Ashwin identified the period from 2018 to 2019, when he lost his place in the Indian team away from home, as the most challenging phase of his career, describing it as a "bottomless pit" before the Covid-19 pandemic gave him perspective.

"Life has had its ups and downs and for me the lowest part for me was that 2018-2019 period," he said. "I was the ICC cricketer of the year and on top of the world and from there to actually go to a really bottomless pit was a very dark time in my life. Generally, I'm not someone who is fazed by the downs in life … when I'm down I don't get beaten by it, I think about it, I want to come out of it, there's always something to learn from bad days. But that was a really dark tunnel for me and I don't know what hit me and how I got placed there. Injuries followed, I had a couple of injures as a bowler, the adductor strain and all that.

"And when I thought it was all almost done, was when the world got hit by a pandemic and that gave me a really good reflection of where I stood in life, what I wanted to play for, and to find new meaning of what this game stood for me. This game is all I love and I think I had lost some of that love before that and I managed to discover it.

"I'd be lying if I said 500 doesn't mean anything. It probably does. At the moment, it hasn't sunk in, but like I said 2020 onwards the way I look at the game, my life, has been different to before. I've rediscovered the joy of playing the sport again. I'm sure a lot of cricketers who have played the sport for a long time can vouch for what I am saying. You do have phases where you lose the love for the game a bit and you look at it as a job, a profession, the moment that happens it can get monotonous and lonely. So for me the rediscovery of the joy of playing the game is the highest point for me."

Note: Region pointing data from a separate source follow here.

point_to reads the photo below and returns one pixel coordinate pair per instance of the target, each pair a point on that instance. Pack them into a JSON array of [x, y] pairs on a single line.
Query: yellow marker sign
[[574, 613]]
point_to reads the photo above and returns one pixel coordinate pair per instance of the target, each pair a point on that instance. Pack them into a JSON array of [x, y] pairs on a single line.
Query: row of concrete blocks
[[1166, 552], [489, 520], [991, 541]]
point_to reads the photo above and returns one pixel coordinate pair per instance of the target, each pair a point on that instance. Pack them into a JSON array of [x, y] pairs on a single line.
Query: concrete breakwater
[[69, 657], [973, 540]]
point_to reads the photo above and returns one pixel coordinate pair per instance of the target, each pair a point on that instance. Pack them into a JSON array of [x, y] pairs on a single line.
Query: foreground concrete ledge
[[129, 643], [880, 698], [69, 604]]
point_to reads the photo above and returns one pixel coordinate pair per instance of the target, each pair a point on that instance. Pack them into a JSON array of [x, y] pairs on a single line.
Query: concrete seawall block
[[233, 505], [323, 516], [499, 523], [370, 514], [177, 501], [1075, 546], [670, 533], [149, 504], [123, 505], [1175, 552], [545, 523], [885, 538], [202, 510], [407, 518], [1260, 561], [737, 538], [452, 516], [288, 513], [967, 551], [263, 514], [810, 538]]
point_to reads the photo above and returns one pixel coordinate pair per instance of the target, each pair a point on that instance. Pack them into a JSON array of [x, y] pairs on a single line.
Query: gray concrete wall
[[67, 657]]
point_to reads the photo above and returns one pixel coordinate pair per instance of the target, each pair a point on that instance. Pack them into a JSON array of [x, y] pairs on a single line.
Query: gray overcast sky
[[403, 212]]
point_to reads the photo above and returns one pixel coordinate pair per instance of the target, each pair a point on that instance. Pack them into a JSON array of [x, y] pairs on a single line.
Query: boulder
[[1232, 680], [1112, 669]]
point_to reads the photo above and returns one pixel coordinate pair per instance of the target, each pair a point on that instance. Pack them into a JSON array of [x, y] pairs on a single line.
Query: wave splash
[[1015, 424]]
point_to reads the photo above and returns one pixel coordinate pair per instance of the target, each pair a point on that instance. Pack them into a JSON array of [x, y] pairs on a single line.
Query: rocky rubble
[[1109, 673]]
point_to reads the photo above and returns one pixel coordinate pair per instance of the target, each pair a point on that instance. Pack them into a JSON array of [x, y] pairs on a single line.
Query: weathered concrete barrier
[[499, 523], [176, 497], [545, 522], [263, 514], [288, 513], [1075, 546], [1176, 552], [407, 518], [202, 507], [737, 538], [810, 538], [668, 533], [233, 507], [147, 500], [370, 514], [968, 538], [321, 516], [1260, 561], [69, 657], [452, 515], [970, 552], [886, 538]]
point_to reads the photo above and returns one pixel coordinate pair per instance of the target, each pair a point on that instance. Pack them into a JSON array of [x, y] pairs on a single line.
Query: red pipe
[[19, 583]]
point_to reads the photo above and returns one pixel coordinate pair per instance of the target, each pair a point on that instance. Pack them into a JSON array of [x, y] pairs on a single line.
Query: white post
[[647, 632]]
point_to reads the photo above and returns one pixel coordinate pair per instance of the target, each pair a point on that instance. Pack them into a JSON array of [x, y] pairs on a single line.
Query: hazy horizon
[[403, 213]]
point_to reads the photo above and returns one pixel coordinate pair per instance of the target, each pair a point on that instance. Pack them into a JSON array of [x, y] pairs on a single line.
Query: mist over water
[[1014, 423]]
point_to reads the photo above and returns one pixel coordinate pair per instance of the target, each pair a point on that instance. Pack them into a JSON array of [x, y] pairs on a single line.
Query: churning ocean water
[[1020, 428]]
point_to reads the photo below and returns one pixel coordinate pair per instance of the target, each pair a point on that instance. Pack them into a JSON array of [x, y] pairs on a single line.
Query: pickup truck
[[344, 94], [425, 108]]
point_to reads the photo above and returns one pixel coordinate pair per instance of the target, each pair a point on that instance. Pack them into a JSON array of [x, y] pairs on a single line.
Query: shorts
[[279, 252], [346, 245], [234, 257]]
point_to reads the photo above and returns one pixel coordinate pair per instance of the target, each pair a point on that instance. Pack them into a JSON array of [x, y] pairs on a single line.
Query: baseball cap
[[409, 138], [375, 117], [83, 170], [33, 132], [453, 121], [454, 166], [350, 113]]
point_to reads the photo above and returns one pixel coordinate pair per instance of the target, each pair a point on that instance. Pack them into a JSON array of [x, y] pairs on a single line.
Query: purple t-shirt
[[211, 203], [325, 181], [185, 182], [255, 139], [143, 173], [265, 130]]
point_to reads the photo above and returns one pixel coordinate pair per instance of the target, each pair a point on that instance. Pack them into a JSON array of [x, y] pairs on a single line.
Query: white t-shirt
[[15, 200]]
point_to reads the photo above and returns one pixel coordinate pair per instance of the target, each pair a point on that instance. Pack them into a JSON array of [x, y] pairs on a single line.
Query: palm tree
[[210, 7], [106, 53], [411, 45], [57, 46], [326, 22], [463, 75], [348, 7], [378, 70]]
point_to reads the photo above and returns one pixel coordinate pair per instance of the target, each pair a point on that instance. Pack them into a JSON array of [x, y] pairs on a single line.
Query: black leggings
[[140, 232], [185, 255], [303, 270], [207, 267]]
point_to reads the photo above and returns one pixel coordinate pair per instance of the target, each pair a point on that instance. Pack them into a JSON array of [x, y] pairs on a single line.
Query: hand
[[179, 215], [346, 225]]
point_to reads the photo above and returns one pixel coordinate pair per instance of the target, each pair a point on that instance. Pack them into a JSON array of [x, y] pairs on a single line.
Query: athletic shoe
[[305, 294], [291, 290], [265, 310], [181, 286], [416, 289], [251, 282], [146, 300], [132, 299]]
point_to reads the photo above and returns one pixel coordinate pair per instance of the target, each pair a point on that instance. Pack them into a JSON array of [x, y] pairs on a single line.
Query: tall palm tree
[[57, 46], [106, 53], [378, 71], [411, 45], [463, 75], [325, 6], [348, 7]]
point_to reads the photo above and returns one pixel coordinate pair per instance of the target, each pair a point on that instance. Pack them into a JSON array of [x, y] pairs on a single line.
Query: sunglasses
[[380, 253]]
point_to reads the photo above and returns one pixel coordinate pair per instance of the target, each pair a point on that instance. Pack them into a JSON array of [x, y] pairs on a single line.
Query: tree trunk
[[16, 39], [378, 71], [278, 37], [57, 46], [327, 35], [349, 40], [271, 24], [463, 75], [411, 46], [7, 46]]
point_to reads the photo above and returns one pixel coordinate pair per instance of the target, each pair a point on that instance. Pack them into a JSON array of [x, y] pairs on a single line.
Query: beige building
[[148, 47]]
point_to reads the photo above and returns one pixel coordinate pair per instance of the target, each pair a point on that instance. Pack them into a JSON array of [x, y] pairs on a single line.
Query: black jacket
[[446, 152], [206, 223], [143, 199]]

All through his career, Ashwin's critics have tended to view his constant experimentation as a sign of overthinking the game, and he spoke of having had to fight that perception.

"I'm really happy where I am in life. Forget it as just being in cricket. [I get told] that you 'intellectualise bowling', or whatever. I don't know where that came from, but if that's how people want to perceive me, great. I mean, I've always fought a level of perception in my life. About what people think of me, but definitely in the last six 5-6 years, I've actually not cared about it. I can't keep proving everybody wrong or I can't prove everybody right. Somebody is happy and somebody is not, but I need to be happy.

"I am in a really, really good space in my life and I want this to continue, and I don't want to let go of the love for the game. At one point in my life, I was in a really dark space, and I didn't want to watch the game, and that's not where I want to go in my life ever again. I am happy to watch the game: last night I watched Afghanistan-Sri Lanka play in the third ODI highlights, I watched live New Zealand versus South Africa. So I mean, this is who I want to be and I'm glad."

Ashwin, who made his debut for India in November 2011, has been key to the home dominance that they've shown for the last decade. Overall, he has picked up 34 five-wicket hauls and eight match hauls of ten or more. Only Anil Kumble, who has 619 wickets, is ahead of Ashwin among Indians on the wicket-takers' tally in Tests. He is also only the third offspinner to the mark, alongside Muralidaran and Nathan Lyon.